Brown is one of the most forgiving walls you can have, mate — it's essentially a deep neutral, so it plays nicely with a huge range of colours. The trick is choosing companions that bring out the undertone you want.
To lift and soften it, go for a warm off-white or barely-there cream on your trim, ceiling and woodwork. Paint & Paper Library Sand I is cracking for this — at LRV 95.4 it's about as light as paint gets, so it bounces light around and stops the brown closing the room in. Use it on skirting, architrave and ceiling to frame the brown rather than fight it.
To ground brown and make it feel considered, reach for a muted, earthy green. Mylands Artichoke BH.13 (LRV 27.6) sits in lovely harmony with brown because they're tonal cousins — both natural, both slightly dusty. Think upholstery, a feature joinery run, or the lower half of a panelled wall. This is the sophisticated, lived-in look you see in good country houses.

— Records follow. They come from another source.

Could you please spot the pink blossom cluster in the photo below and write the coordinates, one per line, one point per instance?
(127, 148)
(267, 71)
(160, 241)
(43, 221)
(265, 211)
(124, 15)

To bring drama, a deep blue is the classic high-contrast move. Dulux Sapphire Springs 1 (LRV 6.4) is properly dark and rich — pair it with brown for a moody, layered scheme. Velvet cushions, a painted alcove, or window dressings work brilliantly here. Brown and deep blue is a genuinely smart, masculine combination that never feels gimmicky.
The "but what about" question: don't overload on grey. Cool greys clash with brown's warmth and make the whole thing look muddy and dated. If you want a neutral, keep it warm.
Practical tip — work out whether your brown leans red, yellow or green by holding a plain white card against it in daylight. A red-leaning brown sings with greens; a yellow-leaning brown takes blue beautifully. Always test big sample patches on more than one wall before you commit.